17. Confidentiality. Executive understands and agrees that the terms and existence of this Agreement and any other terms or information relating to the resignation of Executive’s employment with the Company are strictly confidential and may not be disclosed to any other person or entity, with the exception of Executive’s immediate family members and legal and financial advisors.
18. Continuing Obligations. Executive and Company understand and agree that certain obligations set forth in the Executive Employment Agreement between the Parties of July 1, 2013, as it may have been amended from time to time, a copy of which is attached hereto (at the time of execution) as Exhibit A and incorporated herein by this reference, continue beyond termination of his employment with the Company. Those obligations include those set forth in Sections [______] of that Agreement. Executive further understands and agrees that a breach of any continuing obligation contained in the Company’s Executive Employment Agreement shall also constitute a breach of this Agreement.
19. Non-Disparagement. Executive agrees that he will not disparage or in any way criticize the Company and/or its officers, managers, supervisors, employees, investors, products, services, or technology at any time in the future. Nothing contained in this Section is intended to prevent Executive from testifying truthfully in any legal proceeding.
20. Headings. The headings in each section herein are for convenience of reference only and shall be of no legal effect in the interpretation of the terms hereof.
21. Integration. This Agreement, and the surviving provisions of the accompanying Exhibit A, constitute an integrated; written contract, expressing the entire agreement between the Parties with respect to the subject matter hereof. In this regard, Executive represents and warrants that he is not relying on any promises or representations which do not appear written herein. Executive further understands and agrees that this Agreement can be amended or modified only by a written agreement, signed by all of the Parties hereto.
22. Delaware Law Applies.
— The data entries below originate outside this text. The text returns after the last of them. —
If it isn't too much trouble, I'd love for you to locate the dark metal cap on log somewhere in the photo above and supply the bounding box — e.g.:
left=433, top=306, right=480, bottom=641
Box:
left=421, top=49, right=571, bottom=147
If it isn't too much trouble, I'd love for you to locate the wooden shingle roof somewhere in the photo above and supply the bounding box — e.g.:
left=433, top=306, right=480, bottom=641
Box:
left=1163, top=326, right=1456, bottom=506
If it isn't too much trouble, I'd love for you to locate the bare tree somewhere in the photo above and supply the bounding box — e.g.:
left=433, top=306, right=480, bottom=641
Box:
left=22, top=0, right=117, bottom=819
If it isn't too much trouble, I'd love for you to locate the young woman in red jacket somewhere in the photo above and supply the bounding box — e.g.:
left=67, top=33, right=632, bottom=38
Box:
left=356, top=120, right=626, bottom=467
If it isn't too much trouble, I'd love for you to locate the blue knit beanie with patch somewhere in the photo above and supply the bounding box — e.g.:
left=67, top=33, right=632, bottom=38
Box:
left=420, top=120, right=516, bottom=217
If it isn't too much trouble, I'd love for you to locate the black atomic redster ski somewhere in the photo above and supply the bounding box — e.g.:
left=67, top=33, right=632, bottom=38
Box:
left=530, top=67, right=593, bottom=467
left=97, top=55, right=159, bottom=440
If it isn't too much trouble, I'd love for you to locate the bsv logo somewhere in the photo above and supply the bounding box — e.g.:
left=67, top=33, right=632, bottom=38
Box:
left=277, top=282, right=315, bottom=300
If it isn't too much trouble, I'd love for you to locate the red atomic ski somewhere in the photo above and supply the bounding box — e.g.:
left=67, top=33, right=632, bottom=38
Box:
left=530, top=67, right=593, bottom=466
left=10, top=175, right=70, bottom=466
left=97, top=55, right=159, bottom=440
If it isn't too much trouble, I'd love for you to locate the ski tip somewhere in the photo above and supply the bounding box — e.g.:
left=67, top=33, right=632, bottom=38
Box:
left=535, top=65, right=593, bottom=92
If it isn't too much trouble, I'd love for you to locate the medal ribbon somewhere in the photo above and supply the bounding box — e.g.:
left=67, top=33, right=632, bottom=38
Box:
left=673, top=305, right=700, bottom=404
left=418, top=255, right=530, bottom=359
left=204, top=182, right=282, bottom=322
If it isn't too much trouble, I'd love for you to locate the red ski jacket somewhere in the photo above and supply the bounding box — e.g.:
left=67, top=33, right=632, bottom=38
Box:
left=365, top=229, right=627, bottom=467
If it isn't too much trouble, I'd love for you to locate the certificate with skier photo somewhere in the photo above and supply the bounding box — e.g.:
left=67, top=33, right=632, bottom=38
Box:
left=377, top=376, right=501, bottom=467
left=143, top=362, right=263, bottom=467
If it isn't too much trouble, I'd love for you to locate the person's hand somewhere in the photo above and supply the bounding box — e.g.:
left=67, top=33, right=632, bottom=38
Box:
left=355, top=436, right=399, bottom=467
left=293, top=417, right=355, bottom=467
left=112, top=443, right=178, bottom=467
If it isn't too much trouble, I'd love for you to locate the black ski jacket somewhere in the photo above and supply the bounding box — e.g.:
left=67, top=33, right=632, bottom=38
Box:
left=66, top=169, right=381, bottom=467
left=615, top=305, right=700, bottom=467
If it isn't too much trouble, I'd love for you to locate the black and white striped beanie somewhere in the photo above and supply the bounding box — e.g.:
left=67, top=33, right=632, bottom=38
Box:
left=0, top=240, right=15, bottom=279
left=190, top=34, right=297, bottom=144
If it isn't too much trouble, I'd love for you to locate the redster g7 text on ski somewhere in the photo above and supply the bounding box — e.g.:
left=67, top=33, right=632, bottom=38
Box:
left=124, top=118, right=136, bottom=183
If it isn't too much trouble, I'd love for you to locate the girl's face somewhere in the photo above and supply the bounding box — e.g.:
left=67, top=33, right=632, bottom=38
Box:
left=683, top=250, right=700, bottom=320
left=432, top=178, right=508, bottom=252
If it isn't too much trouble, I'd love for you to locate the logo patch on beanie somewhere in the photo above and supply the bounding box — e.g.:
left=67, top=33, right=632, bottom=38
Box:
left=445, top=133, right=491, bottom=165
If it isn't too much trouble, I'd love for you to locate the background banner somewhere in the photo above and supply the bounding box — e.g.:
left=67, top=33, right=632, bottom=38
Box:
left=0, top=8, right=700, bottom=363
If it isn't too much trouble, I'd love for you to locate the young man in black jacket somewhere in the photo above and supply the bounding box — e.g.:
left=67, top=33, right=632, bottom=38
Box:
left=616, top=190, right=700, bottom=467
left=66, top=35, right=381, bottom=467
This Agreement shall, in all respects, be interpreted, enforced and governed under the laws of the State of Delaware applicable to contracts executed and performed in Delaware without giving effect to conflicts of law principles, except where the Executive has rights under the laws of the United Kingdom.
23. Severability. Executive agrees that if any provision, or portion thereof, of this Agreement is held to be invalid or unenforceable or to be contrary to public policy or any law, for any reason, the remainder of the Agreement shall not be affected thereby.
24. Execution by Counterparts/Facsimile. This Agreement may be executed in separate counterparts and by facsimile, and each such counterpart shall be deemed an original with the same effect as if all parties signed the same document.
EXECUTIVE UNDERSTANDS AND AGREES THAT EXECUTIVE MAY BE WAIVING SIGNIFICANT LEGAL RIGHTS BY SIGNING THIS AGREEMENT, AND REPRESENTS THAT EXECUTIVE HAS ENTERED INTO THIS AGREEMENT VOLUNTARILY, AFTER HAVING THE OPPORTUNITY TO CONSULT WITH AN ATTORNEY OF EXECUTIVE’S OWN CHOOSING, WITH A FULL UNDERSTANDING OF AND IN AGREEMENT WITH ALL OF ITS TERMS.
IN WITNESS WHEREOF, the Parties have executed this Agreement on the date provided below.